What is the pivotal quantity/ formula to calculate the confidence interval of the Common standard deviation of samples from two different populations
Refer tables page number 22 & 23 If you meant for pooled standard deviation, then use t-distribution Otherwise , chi-square distribution for two identical population.
you just modify the standard variance formula: \(\frac{(n-1)S^2}{\sigma^2}\sim\chi^2_{n-1}\) to: \(\frac{(n_1 + n_2 -2) S_P^2}{\sigma^2}\sim\chi^2_{n_1 + n_2 -2}\)
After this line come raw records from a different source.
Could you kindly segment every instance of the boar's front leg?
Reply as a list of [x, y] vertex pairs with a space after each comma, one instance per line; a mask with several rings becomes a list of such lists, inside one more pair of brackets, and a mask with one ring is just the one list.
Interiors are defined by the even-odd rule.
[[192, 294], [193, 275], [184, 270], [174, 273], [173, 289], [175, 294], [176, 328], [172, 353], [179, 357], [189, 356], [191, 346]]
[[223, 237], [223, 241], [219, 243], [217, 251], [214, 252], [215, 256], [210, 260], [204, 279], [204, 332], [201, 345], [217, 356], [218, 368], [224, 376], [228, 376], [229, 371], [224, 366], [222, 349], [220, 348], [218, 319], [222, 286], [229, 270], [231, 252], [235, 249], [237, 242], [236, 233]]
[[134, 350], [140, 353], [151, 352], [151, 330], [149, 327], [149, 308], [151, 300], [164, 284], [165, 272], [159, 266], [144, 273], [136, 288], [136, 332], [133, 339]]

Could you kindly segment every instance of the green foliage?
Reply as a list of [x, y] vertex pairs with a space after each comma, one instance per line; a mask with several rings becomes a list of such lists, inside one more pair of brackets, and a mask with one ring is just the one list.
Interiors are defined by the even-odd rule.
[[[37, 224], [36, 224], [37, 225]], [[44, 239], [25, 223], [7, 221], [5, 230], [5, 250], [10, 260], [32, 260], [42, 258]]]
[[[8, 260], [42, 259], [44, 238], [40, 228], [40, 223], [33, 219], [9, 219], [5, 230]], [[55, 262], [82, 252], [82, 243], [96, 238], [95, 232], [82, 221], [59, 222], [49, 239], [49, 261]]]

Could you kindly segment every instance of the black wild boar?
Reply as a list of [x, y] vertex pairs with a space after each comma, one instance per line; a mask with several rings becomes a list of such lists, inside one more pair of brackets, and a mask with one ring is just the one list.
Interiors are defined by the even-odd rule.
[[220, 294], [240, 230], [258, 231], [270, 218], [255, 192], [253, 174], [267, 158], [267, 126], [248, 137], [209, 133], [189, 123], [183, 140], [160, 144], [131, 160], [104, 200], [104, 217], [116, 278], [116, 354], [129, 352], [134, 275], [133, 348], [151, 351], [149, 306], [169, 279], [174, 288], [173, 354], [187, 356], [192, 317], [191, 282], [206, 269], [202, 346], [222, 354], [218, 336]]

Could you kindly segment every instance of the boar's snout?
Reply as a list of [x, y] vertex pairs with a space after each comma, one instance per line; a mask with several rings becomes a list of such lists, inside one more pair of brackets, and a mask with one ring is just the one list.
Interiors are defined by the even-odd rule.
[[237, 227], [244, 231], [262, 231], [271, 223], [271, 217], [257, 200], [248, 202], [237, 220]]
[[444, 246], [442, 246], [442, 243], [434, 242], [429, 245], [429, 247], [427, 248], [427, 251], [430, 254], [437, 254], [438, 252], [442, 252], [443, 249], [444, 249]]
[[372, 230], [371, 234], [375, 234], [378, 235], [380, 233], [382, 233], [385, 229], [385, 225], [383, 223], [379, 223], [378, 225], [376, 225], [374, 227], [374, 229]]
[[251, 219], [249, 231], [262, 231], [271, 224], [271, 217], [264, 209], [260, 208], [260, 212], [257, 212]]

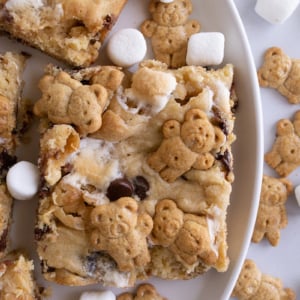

I don't think you'll be asked to do this. Confidence intervals (CI) for the population variance can be asked in these ways: (1) given a single sample, use sample variance to find CI for population variance (use chi-square) (2) given two samples, use ratio of sample variances to find CI for the ratio of population variances (use F) (3) in a regression question, use estimate of error variance (SS(RES)/n-2) to find a CI for the error variance (use chi-quare with n-2 degrees of freedom) (4) in an ANOVA question, use estimate of error variance (SS(RES)/n-k) to find a CI for the error variance (use chi-square with n-k degrees of freedom).
Thanks, Please provide the C.I. formula. I have tried...but unable to modify. Such questions are very rarely asked!
Ok, Thanks, but that is for Single sample. The question asks to find C.I for common S.D. of two different independent samples.
The limits for a 95% will be: [(n1+n2-2)Sp^2]/chi-square (0.025, n1+n2-2) and [(n1+n2-2)Sp^2]/chi-square (0.975, n1+n2-2). Compared with the single sample, you just change the n-1 to n1+n2-2 and the single sample variance to the pooled sample variance.